2. Suppose spreadsheet files with financial information reside unprotected in a directory. Should the data manager consider changing the access rights for the directory?
3. If a directory containing a large amount of data has had few accesses over the past month, should the data manager consider moving those files to offline storage?
4. Given a high level of usage of files residing on a CIFS server, should the data manager consider, for performance reasons, redistributing the files across other servers?
5. If a user often writes large files to disk, is this suggestive of inappropriate behavior — such as misuse of company resources for a personal business? (Note that information about the content of the files would be useful in evaluating the inappropriateness of the behavior.)
6. If a user reads a large number of files at an unusual time (e.g., in the middle of the night, or just before leaving the company), is this suggestive of undesired behavior?
How can data management software help data managers zero in on such usage patterns of interest?
First, the software should display current and historical data in tabular or graphical reports, with results ordered by likely significance. Second, the software should implement alerts that notify data managers, by email or by graphical display elements, of situations of particular interest. Third, the software should let data managers explore the data along different dimensions and with various restrictions. Finally, the software should allow data managers to customize reports and alerts to omit useless information and focus on interesting patterns.
These requirements can place a significant burden on data managers, both for customizing reports and alerts and for examining the data. As much as possible, the software should help data managers by automatically predicting which events are of interest. Furthermore, the software should allow data managers to provide feedback that the software can use to customize reports and alerts.
In other words, storage management software needs to perform predictive analytics.
Some examples of predictive analytics in other domains are:
1. Given query terms, predict which documents will be of interest (search engine querying).
2. Given a customer, their history of purchases, and the purchase histories of other customers, predict which products the customer might be interested in buying (recommendation engine, collaborative filtering).
3. Given a loan application, predict whether the applicant is a worthy credit risk (credit evaluation).
4. Given the submission of a product order on a web store, predict whether the order is fraudulent (fraud detection).

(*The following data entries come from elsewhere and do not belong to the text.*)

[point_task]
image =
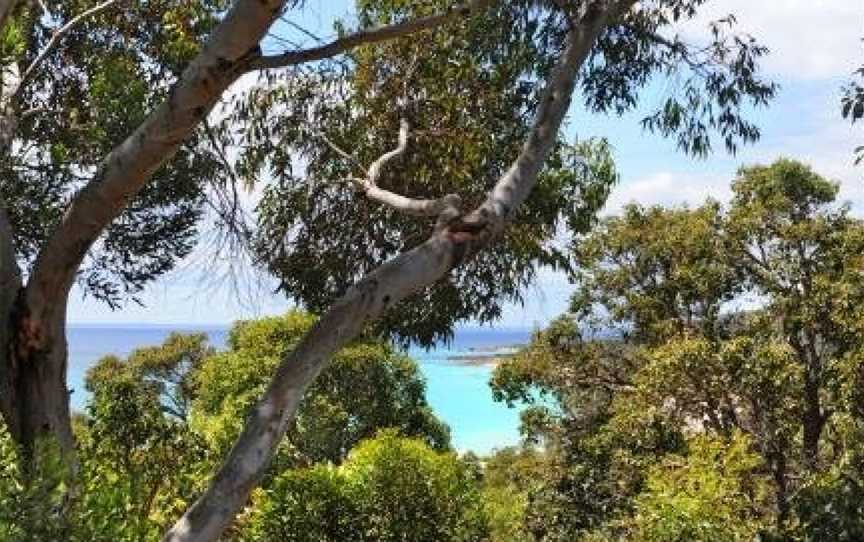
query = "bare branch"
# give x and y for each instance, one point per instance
(225, 56)
(58, 36)
(403, 204)
(363, 37)
(387, 285)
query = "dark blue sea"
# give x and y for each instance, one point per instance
(458, 392)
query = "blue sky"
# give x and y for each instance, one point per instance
(815, 45)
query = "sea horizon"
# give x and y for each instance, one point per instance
(457, 391)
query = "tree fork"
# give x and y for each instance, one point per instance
(452, 243)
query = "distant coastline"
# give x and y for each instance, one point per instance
(487, 356)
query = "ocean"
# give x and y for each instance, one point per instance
(458, 392)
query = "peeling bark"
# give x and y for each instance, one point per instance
(450, 244)
(10, 286)
(373, 35)
(33, 361)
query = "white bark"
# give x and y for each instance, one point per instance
(372, 35)
(411, 271)
(55, 40)
(123, 173)
(409, 206)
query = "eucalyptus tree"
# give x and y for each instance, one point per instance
(715, 321)
(115, 144)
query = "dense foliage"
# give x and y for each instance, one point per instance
(708, 370)
(159, 421)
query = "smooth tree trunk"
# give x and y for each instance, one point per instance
(34, 399)
(455, 239)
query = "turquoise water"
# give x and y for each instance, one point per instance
(459, 393)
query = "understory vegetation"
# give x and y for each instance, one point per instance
(705, 385)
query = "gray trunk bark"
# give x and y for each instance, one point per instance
(449, 246)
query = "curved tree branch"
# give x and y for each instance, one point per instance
(55, 40)
(363, 37)
(390, 283)
(403, 204)
(127, 168)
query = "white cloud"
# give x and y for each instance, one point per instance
(668, 189)
(809, 39)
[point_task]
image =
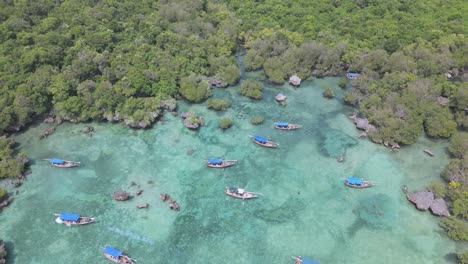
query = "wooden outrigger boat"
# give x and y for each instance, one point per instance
(264, 142)
(304, 260)
(358, 183)
(60, 163)
(240, 193)
(219, 163)
(286, 126)
(117, 256)
(70, 219)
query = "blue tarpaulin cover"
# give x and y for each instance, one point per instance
(112, 251)
(260, 139)
(283, 124)
(69, 216)
(308, 261)
(215, 161)
(357, 181)
(56, 161)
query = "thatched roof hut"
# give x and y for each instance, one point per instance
(121, 195)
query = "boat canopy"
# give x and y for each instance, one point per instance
(215, 161)
(357, 181)
(305, 260)
(282, 124)
(260, 139)
(112, 251)
(352, 75)
(69, 217)
(56, 161)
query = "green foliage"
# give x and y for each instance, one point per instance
(459, 145)
(194, 89)
(85, 59)
(439, 122)
(328, 92)
(252, 89)
(218, 104)
(257, 120)
(342, 83)
(463, 258)
(225, 123)
(439, 189)
(9, 166)
(3, 193)
(456, 229)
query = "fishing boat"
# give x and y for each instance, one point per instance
(264, 142)
(286, 126)
(304, 260)
(70, 219)
(240, 193)
(60, 163)
(219, 163)
(358, 183)
(117, 256)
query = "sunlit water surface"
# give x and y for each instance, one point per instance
(304, 208)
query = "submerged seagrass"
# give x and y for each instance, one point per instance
(304, 208)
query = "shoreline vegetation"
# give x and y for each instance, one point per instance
(125, 61)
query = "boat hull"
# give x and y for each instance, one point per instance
(121, 260)
(67, 164)
(81, 221)
(364, 184)
(268, 144)
(289, 127)
(245, 195)
(224, 164)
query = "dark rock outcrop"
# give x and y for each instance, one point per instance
(190, 120)
(439, 207)
(3, 252)
(422, 200)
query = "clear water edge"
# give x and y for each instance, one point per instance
(304, 210)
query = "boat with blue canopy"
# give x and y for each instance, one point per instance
(286, 126)
(70, 219)
(357, 182)
(263, 141)
(117, 256)
(240, 193)
(60, 163)
(304, 260)
(219, 163)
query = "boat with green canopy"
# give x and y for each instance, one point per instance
(70, 219)
(60, 163)
(117, 256)
(286, 126)
(358, 183)
(219, 163)
(263, 141)
(304, 260)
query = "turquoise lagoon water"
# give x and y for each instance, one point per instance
(304, 208)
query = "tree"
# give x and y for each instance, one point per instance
(252, 89)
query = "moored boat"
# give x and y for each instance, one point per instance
(117, 256)
(264, 142)
(240, 193)
(286, 126)
(304, 260)
(219, 163)
(70, 219)
(60, 163)
(357, 182)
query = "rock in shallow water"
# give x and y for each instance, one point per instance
(422, 200)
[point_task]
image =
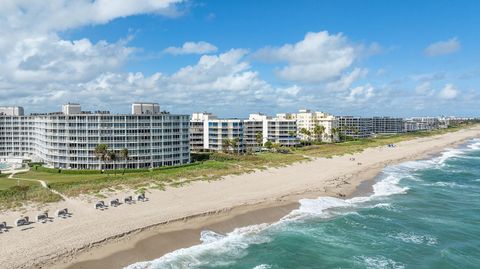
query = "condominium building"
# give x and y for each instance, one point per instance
(11, 110)
(68, 139)
(388, 125)
(307, 120)
(281, 131)
(355, 127)
(209, 133)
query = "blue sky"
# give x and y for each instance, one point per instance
(405, 58)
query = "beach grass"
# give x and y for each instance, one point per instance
(213, 167)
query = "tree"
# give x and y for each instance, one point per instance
(268, 144)
(226, 143)
(318, 130)
(124, 156)
(235, 143)
(334, 134)
(112, 157)
(259, 139)
(101, 152)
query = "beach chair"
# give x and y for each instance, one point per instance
(22, 221)
(42, 217)
(141, 197)
(114, 202)
(61, 213)
(99, 205)
(128, 200)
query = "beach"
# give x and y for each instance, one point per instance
(174, 218)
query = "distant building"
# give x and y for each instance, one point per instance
(215, 132)
(355, 127)
(145, 108)
(68, 139)
(282, 131)
(11, 110)
(308, 120)
(388, 125)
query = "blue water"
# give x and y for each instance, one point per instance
(423, 214)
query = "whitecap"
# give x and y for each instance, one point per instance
(216, 250)
(415, 238)
(380, 262)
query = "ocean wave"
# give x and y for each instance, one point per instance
(262, 266)
(380, 262)
(415, 239)
(224, 249)
(445, 184)
(217, 249)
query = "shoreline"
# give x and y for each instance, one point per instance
(254, 209)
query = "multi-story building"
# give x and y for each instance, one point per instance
(11, 110)
(355, 127)
(68, 139)
(281, 131)
(308, 120)
(388, 125)
(209, 133)
(421, 124)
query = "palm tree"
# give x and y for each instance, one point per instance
(259, 139)
(112, 157)
(124, 156)
(101, 152)
(226, 143)
(306, 134)
(334, 134)
(235, 145)
(318, 130)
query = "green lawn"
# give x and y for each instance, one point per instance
(217, 166)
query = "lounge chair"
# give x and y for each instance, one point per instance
(22, 221)
(141, 197)
(100, 205)
(128, 200)
(61, 213)
(114, 202)
(42, 217)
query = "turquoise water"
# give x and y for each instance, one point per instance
(423, 214)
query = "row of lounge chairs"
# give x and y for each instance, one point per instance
(41, 218)
(116, 202)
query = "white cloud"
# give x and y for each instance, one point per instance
(201, 47)
(347, 80)
(318, 57)
(443, 47)
(215, 82)
(361, 94)
(448, 92)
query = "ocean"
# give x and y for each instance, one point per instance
(422, 214)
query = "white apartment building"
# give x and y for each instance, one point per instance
(281, 131)
(68, 139)
(307, 119)
(208, 133)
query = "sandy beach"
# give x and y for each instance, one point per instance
(172, 219)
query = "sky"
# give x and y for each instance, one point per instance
(231, 58)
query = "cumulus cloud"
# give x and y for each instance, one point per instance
(201, 47)
(215, 82)
(361, 94)
(318, 57)
(443, 47)
(346, 80)
(448, 92)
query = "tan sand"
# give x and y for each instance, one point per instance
(92, 234)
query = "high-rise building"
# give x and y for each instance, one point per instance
(307, 120)
(68, 139)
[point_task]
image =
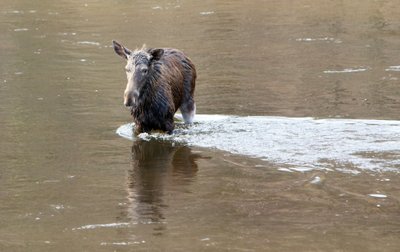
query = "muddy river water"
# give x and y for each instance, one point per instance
(296, 146)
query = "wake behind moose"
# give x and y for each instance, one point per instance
(160, 81)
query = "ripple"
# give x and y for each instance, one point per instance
(298, 144)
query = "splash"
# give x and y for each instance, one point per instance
(295, 144)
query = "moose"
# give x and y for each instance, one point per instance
(160, 81)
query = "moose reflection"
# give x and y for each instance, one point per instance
(157, 167)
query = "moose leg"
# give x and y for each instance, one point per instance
(188, 110)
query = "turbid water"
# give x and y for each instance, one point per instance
(296, 145)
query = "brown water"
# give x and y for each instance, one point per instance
(69, 183)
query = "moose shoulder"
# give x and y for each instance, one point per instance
(160, 81)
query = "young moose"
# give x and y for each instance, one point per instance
(160, 81)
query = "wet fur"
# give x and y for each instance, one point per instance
(169, 86)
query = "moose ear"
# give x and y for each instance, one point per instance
(156, 54)
(121, 50)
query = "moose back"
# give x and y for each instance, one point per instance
(160, 81)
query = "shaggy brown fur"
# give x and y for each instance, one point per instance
(160, 81)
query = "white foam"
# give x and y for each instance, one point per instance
(298, 144)
(88, 43)
(108, 225)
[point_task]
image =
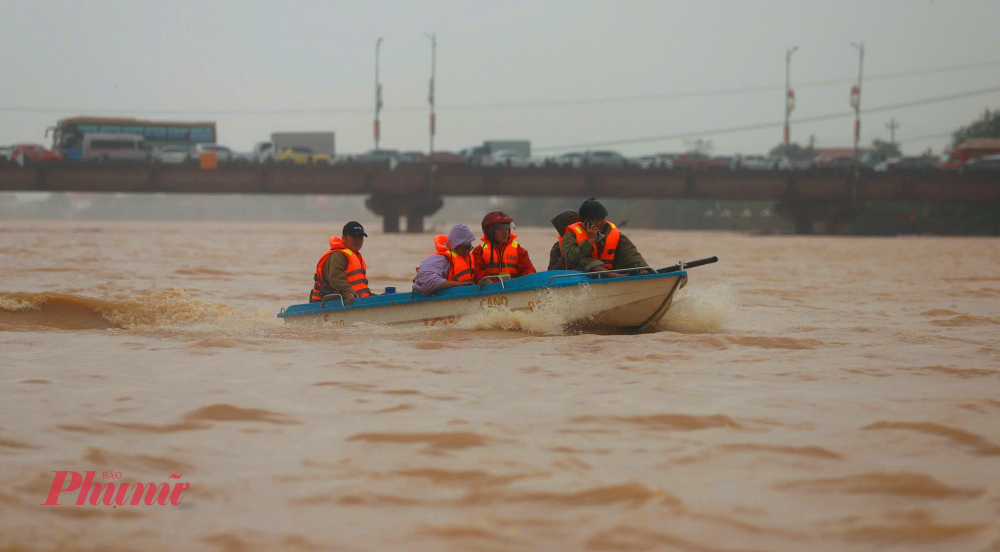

5. Given data about corporations, along with historical stock market performance data, predict the price of a stock at some time in the future (time series analysis, regression).
6. Given an email message, along with a history of messages, predict whether the email message is spam (spam filtering).
Predictive analytics software typically builds a statistical model of the domain and applies machine-learning techniques to categorize or cluster items into interesting classes. Such techniques are broadly categorized into two types: supervised learning and unsupervised clustering algorithms.
With supervised learning, the software categorizes data into two or more classes (e.g., “spam” and “not spam”), based on a training set of labeled historical data. For example, given a large number of emails labeled as “spam” and a large number of emails labeled as “not spam,” spam filtering software categorizes a newly arrived email by comparing it to the two sets of training examples and deciding, based on statistical or geometrical measures, which class (“spam” or “not spam”) is the likely correct label.
With unsupervised algorithms, on the other hand, the aim is to automatically organize items into similar sets by discovering patterns in the data. Unsupervised clustering is often useful as a preliminary step for exploring data and for optimizing supervised learning.
In the context of data management software, the feedback from data managers provides the training data with which the supervised algorithms can learn to improve their predictions. Unsupervised learning is useful for modeling typical usage patterns of files by users.
The key to successful predictions is threefold: (1) identify the correct predictive attributes; (2) model the data using an appropriate formalism (e.g., Bayesian networks, nearest neighbor search, or logistic regression); and (3) settle on a mechanism for feedback so that the software can learn over time.